Luminous mind (Skt: prabhāsvara-citta or ābhāsvara-citta, Pali: pabhassara citta; Tib: འོད་གསལ་གྱི་སེམས་ ’od gsal gyi sems; Ch: 光明心 guangmingxin; Jpn: 光明心 kōmyōshin) is a Buddhist term that appears only rarely in the Pali Canon, but is common in the Mahayana sūtras and central to the Buddhist tantras. It is variously translated as "brightly shining mind" or "mind of clear light", while the related term luminosity (Skt. prabhāsvaratā; Tib. འོད་གསལ་བ་ ’od gsal ba; Ch. guāng míng; Jpn. kōmyō; Kor. kwangmyōng) is also translated as "clear light" or "luminosity" in Tibetan Buddhist contexts or "purity" in East Asian contexts.

The Theravada school identifies the "luminous mind" with the bhavanga, a concept first proposed in the Theravāda Abhidhamma. The later schools of the Mahayana identify it with bodhicitta and tathagatagarbha. The luminosity of mind is of central importance in the philosophy and practice of the Buddhist tantras, Mahamudra, and Dzogchen.

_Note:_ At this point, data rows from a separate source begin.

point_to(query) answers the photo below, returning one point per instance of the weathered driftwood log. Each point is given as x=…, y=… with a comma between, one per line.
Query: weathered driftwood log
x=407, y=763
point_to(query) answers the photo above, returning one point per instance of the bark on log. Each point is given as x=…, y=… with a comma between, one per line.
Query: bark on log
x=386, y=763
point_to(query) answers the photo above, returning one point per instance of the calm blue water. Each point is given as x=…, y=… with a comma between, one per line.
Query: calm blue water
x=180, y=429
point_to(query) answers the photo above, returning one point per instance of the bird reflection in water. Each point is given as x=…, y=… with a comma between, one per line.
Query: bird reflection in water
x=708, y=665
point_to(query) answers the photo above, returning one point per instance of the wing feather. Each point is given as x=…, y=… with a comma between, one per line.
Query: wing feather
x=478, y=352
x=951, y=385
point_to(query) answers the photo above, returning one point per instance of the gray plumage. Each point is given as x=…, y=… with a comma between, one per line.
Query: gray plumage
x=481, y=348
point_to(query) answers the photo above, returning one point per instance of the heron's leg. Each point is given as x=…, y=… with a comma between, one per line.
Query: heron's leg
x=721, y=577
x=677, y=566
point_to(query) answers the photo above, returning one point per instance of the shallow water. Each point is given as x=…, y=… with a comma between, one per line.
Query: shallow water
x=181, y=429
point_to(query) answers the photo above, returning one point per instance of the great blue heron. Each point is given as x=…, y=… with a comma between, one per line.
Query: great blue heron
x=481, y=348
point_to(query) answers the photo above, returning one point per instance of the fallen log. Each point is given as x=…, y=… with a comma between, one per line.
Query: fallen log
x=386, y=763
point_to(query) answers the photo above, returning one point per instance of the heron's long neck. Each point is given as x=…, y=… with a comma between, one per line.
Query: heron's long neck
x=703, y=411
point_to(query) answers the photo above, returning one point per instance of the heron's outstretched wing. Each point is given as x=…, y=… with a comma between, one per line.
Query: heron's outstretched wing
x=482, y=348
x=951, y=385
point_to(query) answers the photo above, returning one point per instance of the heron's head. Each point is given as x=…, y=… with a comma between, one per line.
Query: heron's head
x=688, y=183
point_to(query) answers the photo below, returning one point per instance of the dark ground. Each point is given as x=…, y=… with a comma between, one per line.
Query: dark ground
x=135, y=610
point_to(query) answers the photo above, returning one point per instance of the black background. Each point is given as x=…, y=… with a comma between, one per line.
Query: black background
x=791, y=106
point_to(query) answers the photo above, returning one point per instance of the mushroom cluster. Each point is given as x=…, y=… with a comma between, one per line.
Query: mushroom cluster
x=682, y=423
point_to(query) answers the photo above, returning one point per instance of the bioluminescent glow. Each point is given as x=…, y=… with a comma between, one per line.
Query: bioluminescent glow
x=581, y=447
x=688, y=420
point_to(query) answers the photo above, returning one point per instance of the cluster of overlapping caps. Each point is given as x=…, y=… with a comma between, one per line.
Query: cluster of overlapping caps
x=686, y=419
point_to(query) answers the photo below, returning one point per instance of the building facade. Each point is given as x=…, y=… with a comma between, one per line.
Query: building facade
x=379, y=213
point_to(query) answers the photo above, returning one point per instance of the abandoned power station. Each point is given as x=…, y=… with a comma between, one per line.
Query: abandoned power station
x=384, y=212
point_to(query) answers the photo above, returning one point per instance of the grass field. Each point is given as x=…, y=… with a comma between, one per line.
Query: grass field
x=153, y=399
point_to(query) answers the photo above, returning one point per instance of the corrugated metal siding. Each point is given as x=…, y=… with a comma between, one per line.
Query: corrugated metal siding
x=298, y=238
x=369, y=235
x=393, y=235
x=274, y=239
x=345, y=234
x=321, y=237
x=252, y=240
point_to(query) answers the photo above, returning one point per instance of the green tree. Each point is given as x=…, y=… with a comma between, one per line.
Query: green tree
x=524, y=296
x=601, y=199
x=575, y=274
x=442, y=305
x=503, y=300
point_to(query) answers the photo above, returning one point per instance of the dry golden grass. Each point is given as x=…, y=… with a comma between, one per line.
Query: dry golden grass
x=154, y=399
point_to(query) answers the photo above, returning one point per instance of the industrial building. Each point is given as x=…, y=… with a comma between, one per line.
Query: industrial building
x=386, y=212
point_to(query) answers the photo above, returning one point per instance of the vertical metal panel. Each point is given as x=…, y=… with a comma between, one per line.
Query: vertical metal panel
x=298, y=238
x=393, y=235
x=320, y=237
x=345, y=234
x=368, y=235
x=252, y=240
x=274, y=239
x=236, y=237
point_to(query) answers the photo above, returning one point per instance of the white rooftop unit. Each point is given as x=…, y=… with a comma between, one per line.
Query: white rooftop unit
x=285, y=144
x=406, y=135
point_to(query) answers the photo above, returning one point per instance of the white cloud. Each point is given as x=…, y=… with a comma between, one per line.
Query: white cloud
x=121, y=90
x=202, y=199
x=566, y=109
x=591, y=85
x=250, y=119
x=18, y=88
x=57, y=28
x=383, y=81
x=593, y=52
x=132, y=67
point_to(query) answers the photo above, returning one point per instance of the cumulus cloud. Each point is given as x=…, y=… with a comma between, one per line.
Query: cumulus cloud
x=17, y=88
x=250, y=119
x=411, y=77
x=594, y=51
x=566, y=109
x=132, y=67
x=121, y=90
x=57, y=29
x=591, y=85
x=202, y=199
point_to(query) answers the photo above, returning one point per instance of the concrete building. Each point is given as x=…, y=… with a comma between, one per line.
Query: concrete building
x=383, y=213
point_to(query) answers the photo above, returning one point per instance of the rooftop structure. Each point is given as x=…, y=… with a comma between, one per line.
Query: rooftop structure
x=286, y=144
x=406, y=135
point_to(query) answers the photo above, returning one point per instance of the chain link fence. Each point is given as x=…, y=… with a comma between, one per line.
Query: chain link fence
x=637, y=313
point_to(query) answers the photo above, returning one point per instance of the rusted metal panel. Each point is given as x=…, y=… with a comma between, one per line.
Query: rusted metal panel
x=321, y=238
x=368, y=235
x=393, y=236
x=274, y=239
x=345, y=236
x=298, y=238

The Early Buddhist Texts contain mentions of luminosity or radiance that refer to the development of the mind in meditation. In the Saṅgīti-sutta, for example, it relates to the attainment of samadhi, where the perception of light (āloka sañña) leads to a mind endowed with luminescence (sappabhāsa).

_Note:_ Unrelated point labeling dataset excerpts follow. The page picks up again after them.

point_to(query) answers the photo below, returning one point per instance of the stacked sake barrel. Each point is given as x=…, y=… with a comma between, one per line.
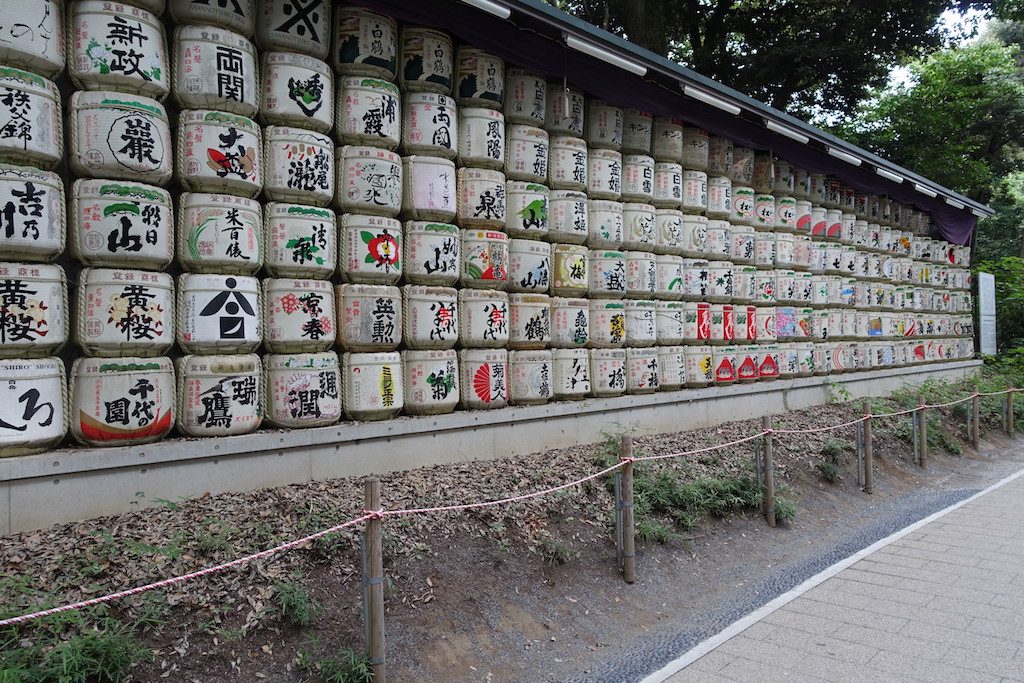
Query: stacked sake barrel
x=34, y=411
x=282, y=212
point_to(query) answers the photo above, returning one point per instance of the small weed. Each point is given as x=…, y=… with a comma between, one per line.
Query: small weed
x=296, y=604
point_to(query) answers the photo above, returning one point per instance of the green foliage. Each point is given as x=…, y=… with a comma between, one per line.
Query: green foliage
x=296, y=604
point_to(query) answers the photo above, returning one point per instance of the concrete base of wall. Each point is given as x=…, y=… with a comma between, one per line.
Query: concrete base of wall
x=76, y=483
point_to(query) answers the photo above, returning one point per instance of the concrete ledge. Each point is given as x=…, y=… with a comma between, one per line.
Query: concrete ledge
x=74, y=483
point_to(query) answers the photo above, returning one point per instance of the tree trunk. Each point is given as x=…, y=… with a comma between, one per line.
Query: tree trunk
x=645, y=25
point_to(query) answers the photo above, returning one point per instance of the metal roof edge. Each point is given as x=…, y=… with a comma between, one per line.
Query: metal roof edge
x=564, y=22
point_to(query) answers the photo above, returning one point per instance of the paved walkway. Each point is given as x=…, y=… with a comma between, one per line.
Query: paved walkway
x=945, y=602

According to Anālayo, the Upakkilesa-sutta and its parallels mention that the presence of defilements "results in a loss of whatever inner light or luminescence (obhāsa) had been experienced during meditation". The Pali Dhātuvibhaṅga-sutta uses the metaphor of refining gold to describe equanimity reached through meditation, which is said to be "pure, bright, soft, workable, and luminous". The Chinese parallel to this text does not describe equanimity as luminous. Anālayo sees this difference as due to the propensity of the reciters of the Theravada canon to prefer fire and light imagery.

The Pali Anguttara Nikaya (A.I.8-10) states:

Luminous, monks, is the mind. And it is freed from incoming defilements. The well-instructed disciple of the noble ones discerns that as it actually is present, which is why I tell you that—for the well-instructed disciple of the noble ones—there is development of the mind.

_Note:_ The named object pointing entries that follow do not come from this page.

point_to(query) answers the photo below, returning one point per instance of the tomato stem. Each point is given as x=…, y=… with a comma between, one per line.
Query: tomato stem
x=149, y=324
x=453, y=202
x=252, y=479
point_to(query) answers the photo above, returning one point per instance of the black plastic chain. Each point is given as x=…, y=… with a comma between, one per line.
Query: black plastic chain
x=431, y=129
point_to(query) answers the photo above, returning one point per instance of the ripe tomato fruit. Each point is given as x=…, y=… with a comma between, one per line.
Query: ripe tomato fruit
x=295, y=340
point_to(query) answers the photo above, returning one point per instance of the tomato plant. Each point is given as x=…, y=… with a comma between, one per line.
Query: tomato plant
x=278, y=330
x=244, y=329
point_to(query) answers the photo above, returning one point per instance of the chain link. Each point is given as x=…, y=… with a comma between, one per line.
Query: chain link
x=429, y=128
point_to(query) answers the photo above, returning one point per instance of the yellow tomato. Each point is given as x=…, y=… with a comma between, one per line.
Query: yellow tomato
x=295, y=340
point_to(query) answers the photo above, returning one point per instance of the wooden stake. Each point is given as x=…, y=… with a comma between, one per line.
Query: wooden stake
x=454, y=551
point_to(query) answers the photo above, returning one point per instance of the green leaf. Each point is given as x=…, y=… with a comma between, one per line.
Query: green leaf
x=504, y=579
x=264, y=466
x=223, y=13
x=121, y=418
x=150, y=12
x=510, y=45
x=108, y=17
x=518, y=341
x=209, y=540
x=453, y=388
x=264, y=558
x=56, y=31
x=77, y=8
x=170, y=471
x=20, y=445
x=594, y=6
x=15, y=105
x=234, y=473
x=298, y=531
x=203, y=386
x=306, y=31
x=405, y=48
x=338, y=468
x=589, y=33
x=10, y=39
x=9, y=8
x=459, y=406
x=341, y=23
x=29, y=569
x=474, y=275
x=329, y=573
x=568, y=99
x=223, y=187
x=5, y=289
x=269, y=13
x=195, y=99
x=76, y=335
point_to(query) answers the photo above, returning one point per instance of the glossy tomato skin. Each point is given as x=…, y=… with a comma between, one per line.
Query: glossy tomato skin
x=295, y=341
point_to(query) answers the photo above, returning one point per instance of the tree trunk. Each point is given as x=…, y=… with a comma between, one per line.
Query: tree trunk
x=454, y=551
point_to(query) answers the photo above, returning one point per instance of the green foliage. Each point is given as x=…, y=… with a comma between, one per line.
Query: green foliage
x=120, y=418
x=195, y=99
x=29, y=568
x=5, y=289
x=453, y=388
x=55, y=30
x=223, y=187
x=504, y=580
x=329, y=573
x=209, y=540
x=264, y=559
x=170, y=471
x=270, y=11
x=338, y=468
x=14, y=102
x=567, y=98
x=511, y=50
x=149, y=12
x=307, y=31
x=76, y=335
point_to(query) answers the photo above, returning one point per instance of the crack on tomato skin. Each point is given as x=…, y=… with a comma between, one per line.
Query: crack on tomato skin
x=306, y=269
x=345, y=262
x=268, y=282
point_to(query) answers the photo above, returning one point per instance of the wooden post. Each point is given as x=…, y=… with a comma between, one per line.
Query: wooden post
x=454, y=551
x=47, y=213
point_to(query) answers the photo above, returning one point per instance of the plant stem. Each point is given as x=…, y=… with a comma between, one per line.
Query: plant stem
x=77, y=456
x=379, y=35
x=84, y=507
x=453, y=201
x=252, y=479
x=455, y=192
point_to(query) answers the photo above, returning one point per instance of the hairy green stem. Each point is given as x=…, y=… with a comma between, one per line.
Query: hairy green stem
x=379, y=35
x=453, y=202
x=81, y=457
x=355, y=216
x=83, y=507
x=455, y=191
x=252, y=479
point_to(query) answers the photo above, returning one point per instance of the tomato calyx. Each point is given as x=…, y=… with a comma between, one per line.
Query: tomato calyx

A parallel passage can be found in the Śāriputrābhidharma, an Abhidharma treatise possibly of the Dharmaguptaka tradition.

Another mention of a similar term in the Pali discourses occurs in the Brahmanimantaṇika-sutta of the Majjhima-nikāya, and in the Kevaḍḍha-sutta of the Dīgha-nikāya, the latter has a parallel in a Dharmaguptaka collection surviving in Chinese translation.